Wenn man bedenkt, dass in der Zeit, da die Entscheidung zugunsten der ICs fiel, diese erst seit etwa einem Jahr auf dem Markt verfügbar waren, scheint es eine riskante Entscheidung gewesen zu sein, sich bei einem so bedeutenden Projekt wie das Apollo-Programm auf eine derart neue Technologie einzulassen.

Eldon C Hall [HAL2000]

Doch es war nicht nur der Wunsch nach Miniaturisierung, der zu dieser Entscheidung führten, sondern auch die Zuverlässigkeit: Zwar gab es noch keine längerfristigen Erfahrungen mit ICs, aber bereits die Tatsache, dass hierbei weniger Bauteile zur Erzielung eines bestimmten Schaltkreises benötigt wurden als bei der Verwendung einzelner Transistoren, bedeutete auch, dass weniger Fehlerpotential bestand.

Außerdem war bereits zu Beginn der 1960er-Jahre eine Verringerung der Preise für ICs in den kommenden Jahren absehbar, da die Preise bereits zu sinken begonnen hatten. In einem Brief von Charles Draper an Charles W. Frick, Manager des Apollo Spacecraft Project Office (ASPO), legte Draper die Vor- und Nachteile der IC-Technologie für den Apollo Guidance Computer dar. In diesem Brief stellte Draper schon im November 1962 fest, dass die Verwendung von ICs bereits innerhalb eines Jahres zu einer kostengünstigeren Produktion führen könnte als unter Verwendung separater Komponenten, da der Bau des Computers mit ICs einfacher wäre als ohne.

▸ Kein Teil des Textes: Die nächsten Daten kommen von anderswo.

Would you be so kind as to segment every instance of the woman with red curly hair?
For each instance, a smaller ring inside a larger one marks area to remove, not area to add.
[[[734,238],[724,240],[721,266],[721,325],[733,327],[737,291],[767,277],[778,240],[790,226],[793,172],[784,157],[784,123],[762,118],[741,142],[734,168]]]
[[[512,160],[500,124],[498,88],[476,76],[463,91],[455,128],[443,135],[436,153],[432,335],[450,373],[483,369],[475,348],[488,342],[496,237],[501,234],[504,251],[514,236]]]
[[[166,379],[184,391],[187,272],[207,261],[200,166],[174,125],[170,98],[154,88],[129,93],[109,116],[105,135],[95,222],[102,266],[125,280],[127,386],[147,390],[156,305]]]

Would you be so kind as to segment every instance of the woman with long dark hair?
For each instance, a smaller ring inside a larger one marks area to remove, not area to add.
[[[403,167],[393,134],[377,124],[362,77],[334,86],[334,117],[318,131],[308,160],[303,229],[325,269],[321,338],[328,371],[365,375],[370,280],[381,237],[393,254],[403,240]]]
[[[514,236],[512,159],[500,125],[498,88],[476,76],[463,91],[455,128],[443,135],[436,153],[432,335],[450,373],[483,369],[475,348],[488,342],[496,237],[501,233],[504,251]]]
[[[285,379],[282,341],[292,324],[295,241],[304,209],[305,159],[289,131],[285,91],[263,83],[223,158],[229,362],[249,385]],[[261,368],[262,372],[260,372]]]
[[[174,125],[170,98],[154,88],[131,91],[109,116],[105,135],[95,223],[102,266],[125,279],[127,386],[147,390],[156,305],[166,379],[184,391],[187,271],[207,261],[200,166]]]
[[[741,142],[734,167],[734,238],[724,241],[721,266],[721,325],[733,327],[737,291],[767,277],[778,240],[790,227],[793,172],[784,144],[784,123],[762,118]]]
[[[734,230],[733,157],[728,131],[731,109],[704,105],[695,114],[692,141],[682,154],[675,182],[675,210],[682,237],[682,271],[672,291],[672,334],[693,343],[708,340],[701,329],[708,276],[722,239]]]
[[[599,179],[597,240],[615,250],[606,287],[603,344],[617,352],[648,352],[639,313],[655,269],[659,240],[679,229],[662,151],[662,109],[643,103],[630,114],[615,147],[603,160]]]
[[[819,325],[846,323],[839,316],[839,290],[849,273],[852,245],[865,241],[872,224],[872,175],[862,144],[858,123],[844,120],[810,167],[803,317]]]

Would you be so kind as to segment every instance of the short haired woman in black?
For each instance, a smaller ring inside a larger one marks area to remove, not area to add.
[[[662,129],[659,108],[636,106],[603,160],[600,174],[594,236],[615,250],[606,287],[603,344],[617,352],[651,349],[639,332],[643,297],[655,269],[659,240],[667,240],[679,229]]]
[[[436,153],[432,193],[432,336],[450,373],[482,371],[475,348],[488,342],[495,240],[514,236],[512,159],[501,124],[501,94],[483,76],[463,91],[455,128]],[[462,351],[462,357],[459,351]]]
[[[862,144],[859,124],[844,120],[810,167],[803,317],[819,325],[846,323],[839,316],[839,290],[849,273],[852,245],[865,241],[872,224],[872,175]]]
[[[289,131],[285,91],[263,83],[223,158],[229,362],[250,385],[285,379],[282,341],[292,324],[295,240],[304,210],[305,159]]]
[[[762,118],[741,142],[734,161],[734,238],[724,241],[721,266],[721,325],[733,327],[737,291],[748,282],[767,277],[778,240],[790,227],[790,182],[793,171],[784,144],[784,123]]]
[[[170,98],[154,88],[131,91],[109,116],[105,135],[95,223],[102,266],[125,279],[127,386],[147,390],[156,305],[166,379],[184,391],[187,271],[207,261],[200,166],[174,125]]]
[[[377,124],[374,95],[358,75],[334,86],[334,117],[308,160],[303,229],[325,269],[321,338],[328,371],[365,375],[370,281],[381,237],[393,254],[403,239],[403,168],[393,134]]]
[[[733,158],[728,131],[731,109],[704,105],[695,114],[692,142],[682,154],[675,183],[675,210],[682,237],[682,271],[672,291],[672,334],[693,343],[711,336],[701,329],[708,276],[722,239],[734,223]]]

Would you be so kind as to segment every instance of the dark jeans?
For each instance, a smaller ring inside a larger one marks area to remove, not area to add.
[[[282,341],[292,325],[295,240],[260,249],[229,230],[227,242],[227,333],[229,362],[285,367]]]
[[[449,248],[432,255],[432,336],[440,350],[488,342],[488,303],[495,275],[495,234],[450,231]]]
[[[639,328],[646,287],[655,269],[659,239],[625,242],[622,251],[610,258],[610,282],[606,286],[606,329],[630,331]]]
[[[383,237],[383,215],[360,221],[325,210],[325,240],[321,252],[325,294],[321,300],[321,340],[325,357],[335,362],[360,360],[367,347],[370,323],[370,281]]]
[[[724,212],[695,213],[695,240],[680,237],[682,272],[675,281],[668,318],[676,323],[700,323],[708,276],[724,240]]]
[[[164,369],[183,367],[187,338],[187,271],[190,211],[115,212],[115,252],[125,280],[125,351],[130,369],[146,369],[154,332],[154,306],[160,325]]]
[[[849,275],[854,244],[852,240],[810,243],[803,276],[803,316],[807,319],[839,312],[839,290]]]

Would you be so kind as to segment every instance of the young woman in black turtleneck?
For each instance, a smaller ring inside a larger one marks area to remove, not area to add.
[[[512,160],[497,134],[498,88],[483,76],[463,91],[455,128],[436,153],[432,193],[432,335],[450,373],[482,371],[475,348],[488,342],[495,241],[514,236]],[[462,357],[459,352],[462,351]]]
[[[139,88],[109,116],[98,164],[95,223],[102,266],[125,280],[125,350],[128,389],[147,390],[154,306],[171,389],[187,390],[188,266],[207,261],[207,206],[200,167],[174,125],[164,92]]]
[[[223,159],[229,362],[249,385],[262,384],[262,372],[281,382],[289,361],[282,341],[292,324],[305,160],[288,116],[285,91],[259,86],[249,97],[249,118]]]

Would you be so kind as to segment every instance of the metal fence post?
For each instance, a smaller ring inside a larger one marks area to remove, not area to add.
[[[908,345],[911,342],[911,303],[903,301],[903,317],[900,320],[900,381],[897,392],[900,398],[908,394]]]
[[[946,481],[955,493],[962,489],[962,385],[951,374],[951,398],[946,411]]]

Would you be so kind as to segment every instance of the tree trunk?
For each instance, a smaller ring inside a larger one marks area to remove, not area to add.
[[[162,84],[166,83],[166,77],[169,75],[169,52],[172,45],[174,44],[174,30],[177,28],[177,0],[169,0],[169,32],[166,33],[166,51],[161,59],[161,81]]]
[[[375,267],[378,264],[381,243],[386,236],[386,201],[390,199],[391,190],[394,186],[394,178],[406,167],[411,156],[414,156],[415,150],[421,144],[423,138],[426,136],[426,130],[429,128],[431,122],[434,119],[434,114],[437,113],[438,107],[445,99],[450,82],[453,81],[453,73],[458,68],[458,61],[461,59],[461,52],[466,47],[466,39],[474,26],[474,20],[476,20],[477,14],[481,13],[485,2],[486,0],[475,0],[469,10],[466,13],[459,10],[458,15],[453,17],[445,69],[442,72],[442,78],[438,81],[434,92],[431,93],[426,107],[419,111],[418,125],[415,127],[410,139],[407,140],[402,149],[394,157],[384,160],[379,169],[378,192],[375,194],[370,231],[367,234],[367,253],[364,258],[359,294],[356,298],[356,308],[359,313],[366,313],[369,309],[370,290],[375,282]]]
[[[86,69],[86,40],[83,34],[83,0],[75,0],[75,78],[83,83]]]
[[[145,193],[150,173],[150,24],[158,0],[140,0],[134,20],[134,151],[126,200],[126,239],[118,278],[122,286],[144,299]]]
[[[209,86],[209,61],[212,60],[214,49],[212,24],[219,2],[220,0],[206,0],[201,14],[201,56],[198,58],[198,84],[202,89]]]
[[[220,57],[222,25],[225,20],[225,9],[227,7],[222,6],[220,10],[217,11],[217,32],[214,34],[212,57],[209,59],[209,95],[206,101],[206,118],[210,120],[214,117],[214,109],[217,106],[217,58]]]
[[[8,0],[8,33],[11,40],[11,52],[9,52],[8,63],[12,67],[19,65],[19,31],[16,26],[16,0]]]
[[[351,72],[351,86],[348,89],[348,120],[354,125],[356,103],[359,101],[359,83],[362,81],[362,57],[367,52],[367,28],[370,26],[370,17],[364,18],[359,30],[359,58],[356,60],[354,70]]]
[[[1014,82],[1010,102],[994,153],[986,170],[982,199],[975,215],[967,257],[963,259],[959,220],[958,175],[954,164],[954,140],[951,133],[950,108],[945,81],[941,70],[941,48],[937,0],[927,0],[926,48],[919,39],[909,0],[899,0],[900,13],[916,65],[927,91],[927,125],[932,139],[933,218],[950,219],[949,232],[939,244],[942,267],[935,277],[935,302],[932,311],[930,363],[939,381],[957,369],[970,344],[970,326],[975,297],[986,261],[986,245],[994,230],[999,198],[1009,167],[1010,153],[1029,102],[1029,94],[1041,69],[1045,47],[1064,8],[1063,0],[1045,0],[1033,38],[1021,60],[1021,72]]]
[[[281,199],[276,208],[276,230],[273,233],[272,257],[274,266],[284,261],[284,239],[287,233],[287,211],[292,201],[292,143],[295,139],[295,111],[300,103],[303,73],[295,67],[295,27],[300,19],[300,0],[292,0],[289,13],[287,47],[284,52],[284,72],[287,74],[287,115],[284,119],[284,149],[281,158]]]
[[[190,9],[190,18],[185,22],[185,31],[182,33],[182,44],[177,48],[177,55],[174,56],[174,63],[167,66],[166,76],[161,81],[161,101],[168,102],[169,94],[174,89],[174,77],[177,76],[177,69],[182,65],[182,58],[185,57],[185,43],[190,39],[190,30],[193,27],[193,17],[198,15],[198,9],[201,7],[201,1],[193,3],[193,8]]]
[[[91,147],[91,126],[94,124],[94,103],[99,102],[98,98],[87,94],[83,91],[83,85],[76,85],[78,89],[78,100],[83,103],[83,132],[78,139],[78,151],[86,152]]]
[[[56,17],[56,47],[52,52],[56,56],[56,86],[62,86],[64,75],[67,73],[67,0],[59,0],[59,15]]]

Darüber hinaus machte Draper auch gleich den Vorschlag, ICs in den Geräten der Bodenunterstützung einzusetzen; dies würde natürlich den Absatz an ICs weiter erhöhen und dadurch schließlich auch einen Einfluss auf die Preisentwicklung haben.

Die IC-Technologie führte auch dazu, dass sich die Designarbeit für neue Systeme von den Computerherstellern zu den Chipherstellern hin verschob, was wiederum Ängste bei den Computerherstellern auslöste, da diese befürchteten, ihre Arbeit würde nicht mehr benötigt. Heute, im 21. Jahrhundert, wird die Designarbeit nun auch hauptsächlich von den Prozessorherstellern, wie z.B. Intel oder AMD, durchgeführt. Designer werden also immer noch gebraucht, auch wenn sich das Arbeitsgebiet verschoben hat. Der Computer ist als PC heute ein Alltagsgegenstand, der meist nur noch „zusammengeschraubt” wird. Designarbeit spielt dabei sicher nur eine untergeordnete Rolle. Aber dennoch werden auch heute noch neue Computer entworfen, man denke nur an die unterschiedlichen Mainframes, wie sie in der Industrie eingesetzt werden, oder auch an Hochleistungsrechner wie diejenigen von Seymour Cray; bei diesen ist die Designarbeit ein wesentlicher Faktor auf dem Weg zum fertigen Rechner. Darüber hinaus werden auch heute, im 21. Jahrhundert, zahlreiche neue miniaturisierte Computer entworfen, die in Form von Handys oder Armbanduhren auf den Markt kommen. Die Befürchtungen der Computerdesigner in den 1960er-Jahren waren also größtenteils unbegründet.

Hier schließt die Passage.